7. 'The Map Room At Dawn'
Torn from the pulpy pages of adventure novels, 'Raiders of the Lost Ark' was a throwback to a glorious age and so to was John Williams' score. This piece, from the scene where Dr. Jones fixes the Staff of Ra in the underground map-room known as the Well of Souls, just lifts the entire thing entirely. There's not really a lot that can be done with the scene as it's just Ford putting a stick into the ground and shining an amulet, but with this kind of swirling, mysterious piece of music, it becomes so much more.
6. 'Catch Me If You Can'
A good opening title should act as an introduction to the general tone, feel and structure of a film. Bond openings, for example, are lavish and loud. 'Star Wars' is loud, bombastic and thundering. For 'Catch Me If You Can', John Williams and Spielberg opted for a slick jazz score over some Saul Bass-influenced visuals to create one of the most memorable opening titles in recent history. Williams, although known for his neo-romantic scores, began his career working as a jazz pianist in many of New York's most famous clubs. Listening to this, you can hear those influences brought to bear.
5. 'Schindler's List'
When Spielberg completed 'Schindler's List, he screened the film for John Williams to get a sense of the soundtrack for the film. Williams, shook by what he saw, turned to Spielberg and told him that he deserved a better composer than he was for the film. Whether or not that's true is hard to say, but Williams' work on 'Schindler's List', together with violinist Itzhak Perlman, made for some haunting music - particularly its opening theme.
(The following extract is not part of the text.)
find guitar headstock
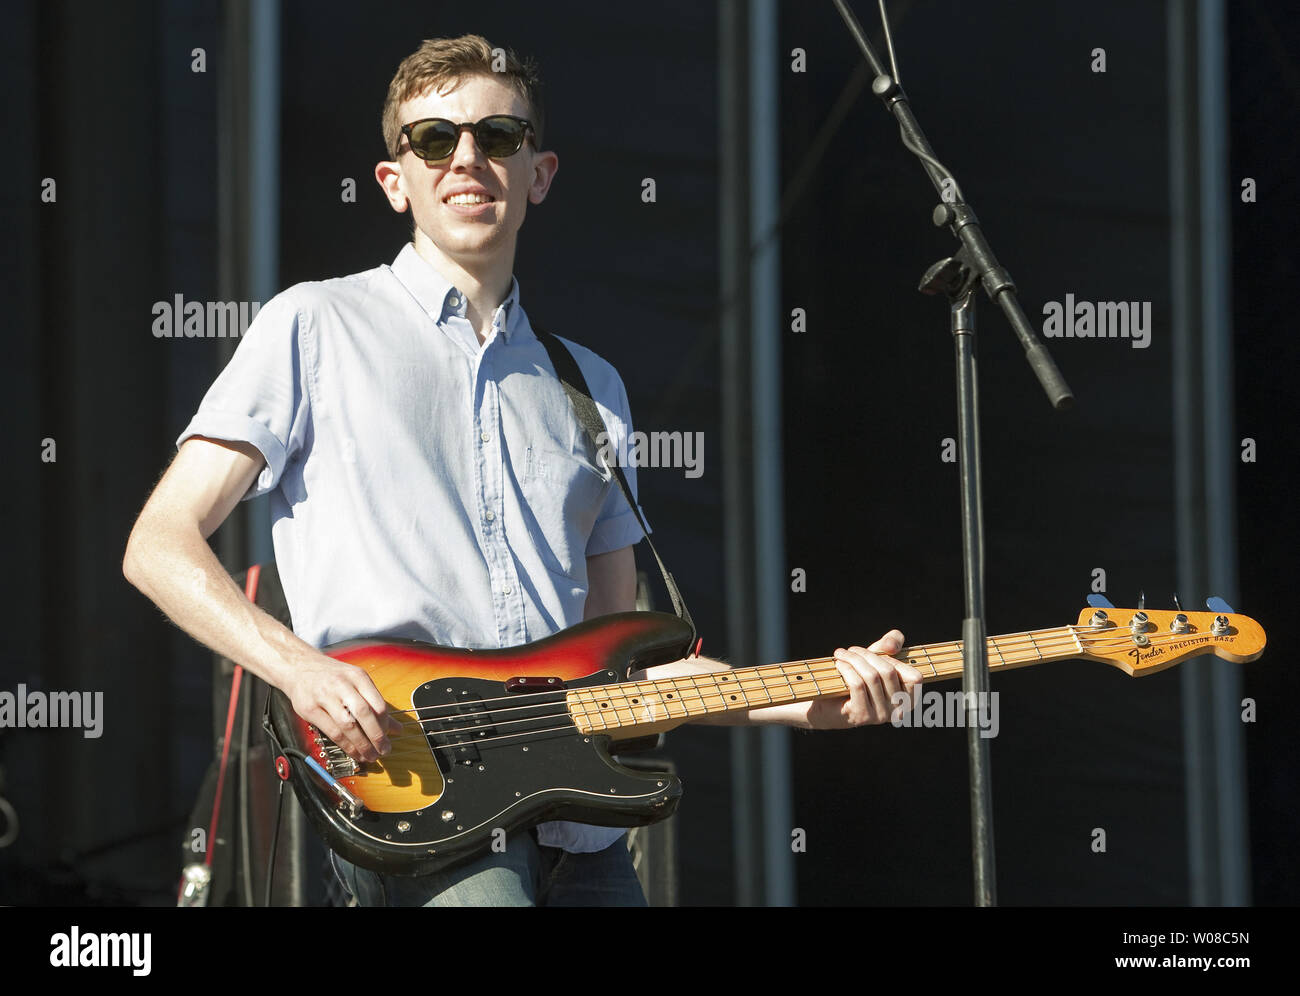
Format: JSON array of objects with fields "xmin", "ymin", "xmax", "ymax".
[{"xmin": 1074, "ymin": 598, "xmax": 1266, "ymax": 676}]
4. 'Can You Read My Mind?'
When we interviewed Richard Donner a few years ago, one of the main points that came up was how his vision of 'Superman' was just that - a mythologised, fully-realised version of a comic-book. The movie dealt with very black and white themes and issues, good versus evil, truth, justice and the American way and so John Williams' score reflected that. It's not subtle, it's not going for nuance or texture, it's going for beauty and it has an earnestness that's really hard to ignore.
3. 'The Imperial March'
For anyone who's well-versed in classical music, they'll know that a number of John Williams' scores have nods and references to Richard Wagner, a famous German composer whose music was appropriated by the Nazis before World War II. Therefore, it should come as no surprise that Williams was able to create one of the most militaristic, fascistic sounding pieces of music in cinema history. It's all pomp, high-nosed, vainglorious music with a thundering beat to it and was even used by Alex Jones of InfoWars.com for his title music from a brief period.
2. 'Quint's Tale'
"Sometimes the shark would go away... sometimes he wouldn't go away. Sometimes, he looks right into you." What's so effective about this scene - and John Williams' music for it - is that it all starts so subtly and without any forethought. Robert Shaw, Richard Dreyfuss and Roy Scheider all laughing, getting slightly drunk and talking about scars when the scene takes a gentle, slight turn into a much darker place and the music, which has been non-existent up until this point, slowly bobs it head above the surface. Sure, the main theme from 'Jaws' is more recognisable, but this is the best piece of music from the soundtrack because, like the shark, you never see or hear it coming until it's too late.
1. 'Saying Goodbye'
It's hard not to watch the finale of 'E.T' and not well up, especially with what's come before. The little Elliott, in the woods after escaping the authorities, finally sees E.T.'s spaceship land and the final goodbyes are made all the more potent by one of the most beautiful pieces of movie music ever created. It's so rich and almost slightly overwrought, but it fits so perfectly with the heightened emotions and colourful visions on the screen.